Trend One: The Consumer as seller!

Let me explain this. Marketing as we know it is about to change in the future. The savvy marketer of the future (if you want to be one), needs to decimate the concept of the ‘consumer as consumer’ and ‘marketer as marketer’.

The consumer has for far too many decades been just a consumer. The consumer is changing. There is a big opportunity out here to harvest and capitalize upon, particularly so in India.

In the old days, the consumer was a pure consumer. Take urban India for instance. The user of a packet of tea is essentially a consumer, just as the buyer of a detergent is. The urban consumer of today is 100% consumer. She buys to use everything she buys completely on herself or her family.

Take a peek at a new trend. The urban consumer is of two types today.

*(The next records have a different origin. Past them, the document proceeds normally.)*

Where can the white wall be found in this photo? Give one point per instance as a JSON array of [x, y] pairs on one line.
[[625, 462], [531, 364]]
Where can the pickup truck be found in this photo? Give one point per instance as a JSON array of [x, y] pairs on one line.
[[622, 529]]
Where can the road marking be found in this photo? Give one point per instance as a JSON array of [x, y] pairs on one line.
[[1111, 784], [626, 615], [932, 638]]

One buys to consume herself. The 100% consumer, and the other is quite like Bru coffee, 70% consumer and 30% re-seller! Take the examples we have in our modern urban life from an Amway, a Tupperware and a Herbalife.

Peek deeper still into the rural markets that are just about waking up to consumerism in a big way, prompted by the medium of television that does not distinguish urban from rural in its reach, messaging and advertising creatives alike. Television creates hunger for products and services in urban and rural markets alike.

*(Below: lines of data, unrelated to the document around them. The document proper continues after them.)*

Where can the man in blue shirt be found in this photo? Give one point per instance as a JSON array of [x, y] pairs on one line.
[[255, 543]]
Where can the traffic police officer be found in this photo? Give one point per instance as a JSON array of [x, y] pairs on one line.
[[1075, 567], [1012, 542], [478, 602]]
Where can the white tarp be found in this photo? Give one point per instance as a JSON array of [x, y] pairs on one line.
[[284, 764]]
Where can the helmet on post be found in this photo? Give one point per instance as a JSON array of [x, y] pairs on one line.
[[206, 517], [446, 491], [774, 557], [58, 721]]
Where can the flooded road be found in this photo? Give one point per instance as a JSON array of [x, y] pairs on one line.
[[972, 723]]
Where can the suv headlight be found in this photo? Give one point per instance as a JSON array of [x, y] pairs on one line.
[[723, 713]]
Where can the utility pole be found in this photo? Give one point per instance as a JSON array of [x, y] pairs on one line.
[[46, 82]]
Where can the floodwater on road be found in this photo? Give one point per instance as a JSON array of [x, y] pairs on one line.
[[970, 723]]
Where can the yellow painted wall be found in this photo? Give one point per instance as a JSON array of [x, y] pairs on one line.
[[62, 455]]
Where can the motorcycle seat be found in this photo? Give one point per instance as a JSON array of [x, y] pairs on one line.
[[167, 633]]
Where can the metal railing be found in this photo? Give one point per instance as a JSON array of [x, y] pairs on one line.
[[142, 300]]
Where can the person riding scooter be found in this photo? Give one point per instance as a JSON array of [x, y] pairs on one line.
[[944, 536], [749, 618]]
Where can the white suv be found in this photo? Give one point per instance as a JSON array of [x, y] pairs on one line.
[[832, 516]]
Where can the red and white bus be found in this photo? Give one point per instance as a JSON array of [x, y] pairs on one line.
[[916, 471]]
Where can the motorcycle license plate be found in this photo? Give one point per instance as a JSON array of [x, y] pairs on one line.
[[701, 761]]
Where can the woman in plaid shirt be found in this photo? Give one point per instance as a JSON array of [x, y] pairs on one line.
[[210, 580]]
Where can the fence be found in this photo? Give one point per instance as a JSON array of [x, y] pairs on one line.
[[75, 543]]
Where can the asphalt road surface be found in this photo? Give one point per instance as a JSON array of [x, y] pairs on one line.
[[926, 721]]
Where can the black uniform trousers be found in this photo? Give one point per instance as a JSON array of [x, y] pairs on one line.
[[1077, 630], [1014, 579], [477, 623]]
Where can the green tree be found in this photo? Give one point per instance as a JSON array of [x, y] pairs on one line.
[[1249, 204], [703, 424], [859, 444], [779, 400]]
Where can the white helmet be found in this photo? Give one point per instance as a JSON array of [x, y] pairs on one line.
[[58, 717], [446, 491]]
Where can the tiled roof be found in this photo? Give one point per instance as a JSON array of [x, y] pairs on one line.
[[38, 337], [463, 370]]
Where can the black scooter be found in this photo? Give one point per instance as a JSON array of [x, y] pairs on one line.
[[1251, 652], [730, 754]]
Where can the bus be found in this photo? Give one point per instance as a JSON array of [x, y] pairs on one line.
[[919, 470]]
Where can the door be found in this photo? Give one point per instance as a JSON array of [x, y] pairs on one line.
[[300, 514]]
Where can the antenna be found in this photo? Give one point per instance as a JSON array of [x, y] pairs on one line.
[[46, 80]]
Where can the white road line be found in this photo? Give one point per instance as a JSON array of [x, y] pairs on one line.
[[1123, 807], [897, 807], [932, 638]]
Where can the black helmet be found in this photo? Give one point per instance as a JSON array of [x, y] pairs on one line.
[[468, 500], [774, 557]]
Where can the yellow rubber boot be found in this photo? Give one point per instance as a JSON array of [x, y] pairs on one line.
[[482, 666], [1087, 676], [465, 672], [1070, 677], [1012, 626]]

In these rural markets, we will have a new profile of the emerging consumer. A consumer who is possibly 50% consumer (for self-use of product and service alike) and the balance 50% re-seller. This is the guy who is the Insurance agent, the intermediary for a financial product, and equally is the person who acts as an intermediary distributor of a detergent or a cake of soap alike. This channel, uniquely, is not restricted to the efforts of the multi-level channel marketer like an Amway, but is equally involved in selling products and services as a distributor on a direct mode of distribution.

Peek deeper still. You will see the emergence of the 10% consumer and 90% re-seller. This is the rural consumer who buys very little of the product for herself and the rest that she buys, she sells at a profit. She is part of an NGO at times, and at times part of a self-help group that is linked to the big marketers of the day. We see some signs of this emerging with the “Shakti-amma” of HUL and certainly in the case of a whole host of SHGs re-selling shampoo and Shikakai alike.

Watch out then for the consumer as seller. Part consumer and part seller. Capitalize on this and open up those dormant markets.

Trend Two: CSR is dead! ISR emerges!

Corporate Social Responsibility is unsustainable activity. CSR that harvests only the money of corporates and not necessarily the passion of the people who work in corporate organizations is a self-fulfilling prophesy of doom.

What will emerge in its place is ISR. Individual Social Responsibility commitments. Corporate organsiaitons will harvest the time and passion of its people and channelize it in as contributions to the social sector. When done in this manner, the passion of the people involved will emerge as movements on their own. Very long-term sustainable movements, unlike CSR, which at best is the fashion statement of Corporate Boards. Puffed up further by positive PR.

Trend Three: Harvesting consumer passion with a time-expiry date!

Consumer passion, something taken for granted in India, is vanishing fast.

Passion is essentially a lowest common denominator item. When a people are deprived of the basics, and when a people are hungry, they are the most passionate about the issues that plague society.

As India gets more and more prosperous, people climb the hierarchy of need higher and higher. As this happens, people become more and more besotted with the material things that make their lives good. This movement is contra to the movement that builds the passion of a people. Therefore, expect more and more consumers getting cynical about the issues that plague us day in and day out. Expect less of the economically empowered to vote. Expect less of them to contribute to the terrain of consumer passion.

Consumer passion today comes with a date-expiry tag to it. It will last another 15 years for sure. But lesser and lesser numbers with every passing year of consumer prosperity ahead of us.

Touché! And welcome 2008!

The author is a brand-domain specialist and CEO, Harish Bijoor Consults Inc.